Students gather in the library at Carver High School in Delray Beach in the 1950s.

Students gather in the library at Carver High School in Delray Beach in the 1950s. Image Credit: The Costal Star

Our project included the demolition of 7 of the campus buildings. Four of the original buildings are still on site and we will be preserving The Gymnasium that was previously abandoned and condemned due to the unsafe floor structure. We will be doing a complete renovation of The Gymnasium and converting it to a multipurpose building to be utilized by the school and the community, including a historic interpretive room displaying the historic Carver High Logo from the gymnasium floor, 3 multipurpose rooms, and a testing lab. A new 2-story 20,000 sq. ft. Adult Education Building is being constructed to compliment the Village Academy on the neighboring property. This school will have a new construction lab, health science lab, information technology lab and general classrooms. We are adding 8 modulars as well which will contain a cosmetology lab, information technology labs, and general classrooms. 

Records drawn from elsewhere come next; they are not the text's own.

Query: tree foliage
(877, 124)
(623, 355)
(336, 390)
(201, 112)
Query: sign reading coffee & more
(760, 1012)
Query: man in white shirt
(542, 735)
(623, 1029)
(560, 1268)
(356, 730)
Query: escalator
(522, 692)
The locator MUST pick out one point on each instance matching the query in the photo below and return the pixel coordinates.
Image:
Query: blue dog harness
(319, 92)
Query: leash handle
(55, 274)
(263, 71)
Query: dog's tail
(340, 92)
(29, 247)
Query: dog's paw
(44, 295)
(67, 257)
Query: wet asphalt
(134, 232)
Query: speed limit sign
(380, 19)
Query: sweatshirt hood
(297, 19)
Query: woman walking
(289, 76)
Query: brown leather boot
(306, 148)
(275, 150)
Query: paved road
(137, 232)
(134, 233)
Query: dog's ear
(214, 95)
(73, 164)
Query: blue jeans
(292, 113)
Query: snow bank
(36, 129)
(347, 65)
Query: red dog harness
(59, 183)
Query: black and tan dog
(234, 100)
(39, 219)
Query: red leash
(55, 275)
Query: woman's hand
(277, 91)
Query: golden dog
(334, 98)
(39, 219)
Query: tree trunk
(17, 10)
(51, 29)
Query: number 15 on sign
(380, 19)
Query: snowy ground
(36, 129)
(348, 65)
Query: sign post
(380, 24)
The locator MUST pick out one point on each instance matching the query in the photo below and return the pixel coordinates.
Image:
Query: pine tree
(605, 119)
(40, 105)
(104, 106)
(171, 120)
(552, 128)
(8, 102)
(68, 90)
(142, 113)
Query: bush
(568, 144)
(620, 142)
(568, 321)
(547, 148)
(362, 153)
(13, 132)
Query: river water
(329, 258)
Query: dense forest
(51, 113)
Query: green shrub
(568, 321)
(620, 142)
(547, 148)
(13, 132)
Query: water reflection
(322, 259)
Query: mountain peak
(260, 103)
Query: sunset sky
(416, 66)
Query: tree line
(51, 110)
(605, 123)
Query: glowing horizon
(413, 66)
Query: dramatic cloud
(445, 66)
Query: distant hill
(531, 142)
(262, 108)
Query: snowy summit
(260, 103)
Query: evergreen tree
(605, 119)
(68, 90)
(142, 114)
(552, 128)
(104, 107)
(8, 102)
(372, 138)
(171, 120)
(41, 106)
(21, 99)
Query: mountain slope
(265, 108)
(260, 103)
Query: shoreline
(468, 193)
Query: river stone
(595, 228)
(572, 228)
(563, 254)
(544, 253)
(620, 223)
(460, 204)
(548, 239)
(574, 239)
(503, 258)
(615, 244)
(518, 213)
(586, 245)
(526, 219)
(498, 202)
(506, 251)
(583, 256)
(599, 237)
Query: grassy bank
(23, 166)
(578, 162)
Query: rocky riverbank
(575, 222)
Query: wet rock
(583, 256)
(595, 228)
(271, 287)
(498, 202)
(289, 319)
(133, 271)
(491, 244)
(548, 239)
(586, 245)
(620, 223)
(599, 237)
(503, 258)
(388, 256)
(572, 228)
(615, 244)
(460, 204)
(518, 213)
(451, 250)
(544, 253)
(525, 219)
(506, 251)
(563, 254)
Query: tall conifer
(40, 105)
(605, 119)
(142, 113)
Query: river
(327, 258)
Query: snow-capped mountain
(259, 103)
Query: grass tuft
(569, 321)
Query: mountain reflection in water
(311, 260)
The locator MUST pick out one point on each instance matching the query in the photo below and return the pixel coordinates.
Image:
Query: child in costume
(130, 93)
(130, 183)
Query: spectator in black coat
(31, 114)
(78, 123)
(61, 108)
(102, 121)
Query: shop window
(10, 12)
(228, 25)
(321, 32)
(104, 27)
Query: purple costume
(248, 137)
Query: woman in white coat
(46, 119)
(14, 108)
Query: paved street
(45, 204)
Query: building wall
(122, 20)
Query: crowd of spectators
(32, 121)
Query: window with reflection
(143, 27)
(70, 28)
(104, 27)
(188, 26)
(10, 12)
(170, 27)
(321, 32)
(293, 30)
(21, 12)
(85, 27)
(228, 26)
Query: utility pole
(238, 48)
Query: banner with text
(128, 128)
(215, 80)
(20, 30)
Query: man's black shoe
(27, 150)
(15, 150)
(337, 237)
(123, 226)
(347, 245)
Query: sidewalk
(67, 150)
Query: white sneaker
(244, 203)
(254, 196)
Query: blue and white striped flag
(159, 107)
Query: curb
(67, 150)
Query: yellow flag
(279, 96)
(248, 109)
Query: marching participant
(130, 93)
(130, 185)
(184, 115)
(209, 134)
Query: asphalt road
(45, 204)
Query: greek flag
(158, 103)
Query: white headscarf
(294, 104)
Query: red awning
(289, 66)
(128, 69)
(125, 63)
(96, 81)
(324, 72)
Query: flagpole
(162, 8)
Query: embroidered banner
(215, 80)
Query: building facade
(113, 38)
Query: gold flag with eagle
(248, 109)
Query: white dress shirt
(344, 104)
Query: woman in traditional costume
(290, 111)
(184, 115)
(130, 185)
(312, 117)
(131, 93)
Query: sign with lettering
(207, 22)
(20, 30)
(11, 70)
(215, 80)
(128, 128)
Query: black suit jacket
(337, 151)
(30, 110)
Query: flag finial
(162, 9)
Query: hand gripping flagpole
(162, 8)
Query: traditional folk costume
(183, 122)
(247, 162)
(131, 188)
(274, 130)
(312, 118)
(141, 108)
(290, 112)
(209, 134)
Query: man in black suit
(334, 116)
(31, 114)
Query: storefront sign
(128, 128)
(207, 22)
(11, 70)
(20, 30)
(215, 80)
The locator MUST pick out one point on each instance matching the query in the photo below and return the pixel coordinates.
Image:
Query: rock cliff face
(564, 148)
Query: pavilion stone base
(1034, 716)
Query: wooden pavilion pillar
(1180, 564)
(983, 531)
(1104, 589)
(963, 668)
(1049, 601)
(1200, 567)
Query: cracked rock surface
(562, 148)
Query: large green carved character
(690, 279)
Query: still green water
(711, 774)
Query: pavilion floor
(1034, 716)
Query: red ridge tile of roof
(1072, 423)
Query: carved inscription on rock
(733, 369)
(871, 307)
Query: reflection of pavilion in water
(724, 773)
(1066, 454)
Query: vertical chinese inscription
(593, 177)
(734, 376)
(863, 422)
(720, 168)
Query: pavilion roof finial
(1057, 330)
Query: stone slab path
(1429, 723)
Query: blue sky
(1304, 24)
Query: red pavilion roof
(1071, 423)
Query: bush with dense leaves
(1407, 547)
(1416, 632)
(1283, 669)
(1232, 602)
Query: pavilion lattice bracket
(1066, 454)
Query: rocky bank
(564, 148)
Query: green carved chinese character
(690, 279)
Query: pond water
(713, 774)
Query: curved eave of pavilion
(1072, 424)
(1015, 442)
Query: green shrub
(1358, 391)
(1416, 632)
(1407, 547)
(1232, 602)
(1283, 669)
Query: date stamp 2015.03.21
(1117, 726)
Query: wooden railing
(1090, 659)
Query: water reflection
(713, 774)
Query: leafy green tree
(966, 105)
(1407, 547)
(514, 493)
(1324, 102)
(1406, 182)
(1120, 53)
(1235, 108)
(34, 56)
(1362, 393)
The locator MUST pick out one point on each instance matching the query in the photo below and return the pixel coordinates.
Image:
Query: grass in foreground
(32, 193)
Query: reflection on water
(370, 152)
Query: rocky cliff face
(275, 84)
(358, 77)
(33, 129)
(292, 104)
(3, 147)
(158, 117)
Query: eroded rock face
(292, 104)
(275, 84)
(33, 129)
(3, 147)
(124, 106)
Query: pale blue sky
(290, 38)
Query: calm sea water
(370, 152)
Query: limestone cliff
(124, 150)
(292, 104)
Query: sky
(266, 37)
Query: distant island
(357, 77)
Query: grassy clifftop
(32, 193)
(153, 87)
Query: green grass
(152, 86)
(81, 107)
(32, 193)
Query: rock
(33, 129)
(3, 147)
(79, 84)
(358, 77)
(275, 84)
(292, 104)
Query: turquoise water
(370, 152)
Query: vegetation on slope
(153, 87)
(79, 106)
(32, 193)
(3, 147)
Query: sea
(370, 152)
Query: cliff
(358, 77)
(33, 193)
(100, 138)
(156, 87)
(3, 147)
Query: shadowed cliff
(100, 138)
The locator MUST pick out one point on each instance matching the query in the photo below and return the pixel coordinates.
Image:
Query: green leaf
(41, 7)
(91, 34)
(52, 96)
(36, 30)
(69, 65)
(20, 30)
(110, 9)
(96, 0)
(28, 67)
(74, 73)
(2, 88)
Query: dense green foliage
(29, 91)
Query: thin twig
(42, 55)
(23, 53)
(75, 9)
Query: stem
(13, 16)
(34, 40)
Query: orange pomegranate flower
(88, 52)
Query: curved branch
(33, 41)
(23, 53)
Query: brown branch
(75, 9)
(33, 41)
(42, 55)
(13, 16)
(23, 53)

“We did several community outreach meetings to speak with the community and get their input on the programming of the school and what types of classes they wanted taught here. This is a predominately black school located in a predominately black neighborhood where the community is very involved. We were able to come together and provide the community with an updated Adult Education Center aligning with their wants and needs. We are so proud to breathe new life into this educational hub so the community can continue to flourish,” said Cristin Peacock.